Malik's article is interesting. He has related contemporary site sales with theories of the late 1990s and early 2000 when one could sell Web sites based on eyeballs (monthly unique visitors) and projections (interestingly Malik gives a backhanded compliment to our JupiterResearch division by suggesting that JupiterResearch was mocked for its "over the top" Internet advertising projections made in 2000 for 2005, but that now we can see thatJupiterResearch was just about on the mark!).

Malik has his own formula in the above referenced article showing the value of monthly unique visitors in relation to the purchase price of various properties. Jason Calacanis who recently sold his Weblogsinc.com to AOL, fires back at Malik stating that Malik's formula is not correct and that sites should only be valued on multiples of revenue and that valuation should have little do with pure traffic.
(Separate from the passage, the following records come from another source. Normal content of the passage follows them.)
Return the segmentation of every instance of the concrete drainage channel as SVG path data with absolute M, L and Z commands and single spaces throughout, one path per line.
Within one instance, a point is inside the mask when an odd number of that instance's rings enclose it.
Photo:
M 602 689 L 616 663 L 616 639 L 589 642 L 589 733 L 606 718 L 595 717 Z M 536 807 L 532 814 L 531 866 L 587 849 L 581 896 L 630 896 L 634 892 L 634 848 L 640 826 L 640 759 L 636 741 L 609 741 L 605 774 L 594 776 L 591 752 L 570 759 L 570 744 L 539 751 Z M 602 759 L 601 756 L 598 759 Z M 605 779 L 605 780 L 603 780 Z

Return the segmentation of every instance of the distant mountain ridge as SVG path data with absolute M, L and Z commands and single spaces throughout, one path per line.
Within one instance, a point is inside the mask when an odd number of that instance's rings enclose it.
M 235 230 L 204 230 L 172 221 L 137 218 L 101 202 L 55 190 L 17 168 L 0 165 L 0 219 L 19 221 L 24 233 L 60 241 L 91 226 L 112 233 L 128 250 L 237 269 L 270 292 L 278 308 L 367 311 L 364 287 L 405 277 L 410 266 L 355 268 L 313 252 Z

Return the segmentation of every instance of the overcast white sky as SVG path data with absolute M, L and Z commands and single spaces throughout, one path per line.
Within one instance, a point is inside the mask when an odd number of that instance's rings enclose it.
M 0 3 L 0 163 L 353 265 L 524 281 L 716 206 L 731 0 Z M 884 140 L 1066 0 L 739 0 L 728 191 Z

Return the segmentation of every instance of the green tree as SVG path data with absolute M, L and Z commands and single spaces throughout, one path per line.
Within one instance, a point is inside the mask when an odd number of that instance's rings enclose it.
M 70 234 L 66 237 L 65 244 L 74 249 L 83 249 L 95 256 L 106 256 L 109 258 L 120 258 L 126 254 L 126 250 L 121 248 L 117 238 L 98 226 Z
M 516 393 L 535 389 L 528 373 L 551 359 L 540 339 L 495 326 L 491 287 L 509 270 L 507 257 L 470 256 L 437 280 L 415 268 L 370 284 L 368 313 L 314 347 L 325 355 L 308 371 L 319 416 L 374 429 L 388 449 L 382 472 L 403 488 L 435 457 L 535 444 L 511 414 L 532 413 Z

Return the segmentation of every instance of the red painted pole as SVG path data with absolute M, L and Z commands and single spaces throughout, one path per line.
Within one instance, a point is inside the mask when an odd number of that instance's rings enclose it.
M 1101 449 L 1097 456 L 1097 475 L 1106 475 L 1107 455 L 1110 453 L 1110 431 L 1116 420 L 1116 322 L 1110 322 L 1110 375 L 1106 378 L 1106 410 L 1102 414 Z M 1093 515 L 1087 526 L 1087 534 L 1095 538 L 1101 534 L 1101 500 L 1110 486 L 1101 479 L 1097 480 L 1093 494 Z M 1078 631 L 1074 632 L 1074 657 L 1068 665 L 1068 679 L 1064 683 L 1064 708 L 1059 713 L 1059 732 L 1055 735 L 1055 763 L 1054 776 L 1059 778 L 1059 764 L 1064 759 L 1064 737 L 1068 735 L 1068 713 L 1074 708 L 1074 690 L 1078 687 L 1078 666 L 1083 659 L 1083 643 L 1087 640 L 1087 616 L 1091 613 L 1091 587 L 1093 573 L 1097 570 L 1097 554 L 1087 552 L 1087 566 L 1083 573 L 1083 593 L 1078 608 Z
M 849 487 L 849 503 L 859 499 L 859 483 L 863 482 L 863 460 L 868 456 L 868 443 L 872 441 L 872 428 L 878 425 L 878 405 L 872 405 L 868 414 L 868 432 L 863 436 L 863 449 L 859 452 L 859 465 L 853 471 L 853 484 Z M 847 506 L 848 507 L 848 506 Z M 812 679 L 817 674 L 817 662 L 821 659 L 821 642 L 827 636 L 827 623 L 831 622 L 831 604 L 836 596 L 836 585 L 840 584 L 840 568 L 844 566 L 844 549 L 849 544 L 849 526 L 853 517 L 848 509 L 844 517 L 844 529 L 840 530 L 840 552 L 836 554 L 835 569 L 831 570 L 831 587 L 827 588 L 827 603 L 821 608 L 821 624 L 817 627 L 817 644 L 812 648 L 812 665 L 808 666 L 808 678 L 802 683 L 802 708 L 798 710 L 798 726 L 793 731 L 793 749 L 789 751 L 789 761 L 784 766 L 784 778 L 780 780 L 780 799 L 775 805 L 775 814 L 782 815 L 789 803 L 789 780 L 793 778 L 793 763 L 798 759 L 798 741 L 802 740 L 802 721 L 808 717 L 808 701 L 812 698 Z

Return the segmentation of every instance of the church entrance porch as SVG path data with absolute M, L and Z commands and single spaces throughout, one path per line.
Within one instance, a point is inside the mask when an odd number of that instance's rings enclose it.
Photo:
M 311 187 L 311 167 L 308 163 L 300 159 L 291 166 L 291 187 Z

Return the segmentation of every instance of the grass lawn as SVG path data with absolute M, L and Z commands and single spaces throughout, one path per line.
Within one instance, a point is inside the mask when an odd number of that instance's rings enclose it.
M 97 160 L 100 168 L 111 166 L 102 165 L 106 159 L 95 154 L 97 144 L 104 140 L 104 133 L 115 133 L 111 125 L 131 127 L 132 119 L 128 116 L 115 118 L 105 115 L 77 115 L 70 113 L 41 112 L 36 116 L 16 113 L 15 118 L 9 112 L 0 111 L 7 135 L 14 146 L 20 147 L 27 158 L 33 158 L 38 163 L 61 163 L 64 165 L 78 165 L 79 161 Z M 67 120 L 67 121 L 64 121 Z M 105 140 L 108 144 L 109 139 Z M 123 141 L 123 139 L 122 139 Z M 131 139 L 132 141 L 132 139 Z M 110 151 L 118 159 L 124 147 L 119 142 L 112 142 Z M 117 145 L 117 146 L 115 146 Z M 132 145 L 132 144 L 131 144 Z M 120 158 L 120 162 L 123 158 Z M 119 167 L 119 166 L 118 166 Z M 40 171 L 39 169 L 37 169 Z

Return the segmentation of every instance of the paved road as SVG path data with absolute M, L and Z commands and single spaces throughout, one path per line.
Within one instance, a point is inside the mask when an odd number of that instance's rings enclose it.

Let me digress a bit at this point in this post. In the mid-1990s, probably well before Om Malik was writing about the Internet, Steve Harmon of Mecklermedia was blazing a trail creating metrics much like what Malik has proposed. Harmon left Mecklermedia in 1998 and set up his own company and has had an up and down history since, but it is interesting to note that Malik is recycling much of what Harmon was doing 10 years ago.

My own two cents on all this: Calacanis is correct in that real value depends on eyeballs that produce revenue. Malik, however, is correct in suggesting that "eyeball" value is heating up again. Myspace.com is the perfect candidate for what Malik is questioning. Myspace is a rapidly growing site. It could well be the bluemountain.com site of today that Malik mentions in his article (ExciteAtHome paid $780 million for bluemountain.com many years ago. The site had no revenue. I have no idea what its value is today, but I am sure that that value is a mere sliver of $780 million).

David Hornik, quoted in Malik's article sums up my viewpoint on this matter --- "not all pageviews are created equal." This has been proved over and over again since 1996.

By the way, I must give credit for learning about the ideas behind this post from reading an article by Dan Mitchell in the December 3, 2005 issue of The New York Times entitled "Eyeballs Are Back, or Maybe Not." I would suggest that Dan Mitchell too was not writing about the Internet in 1995!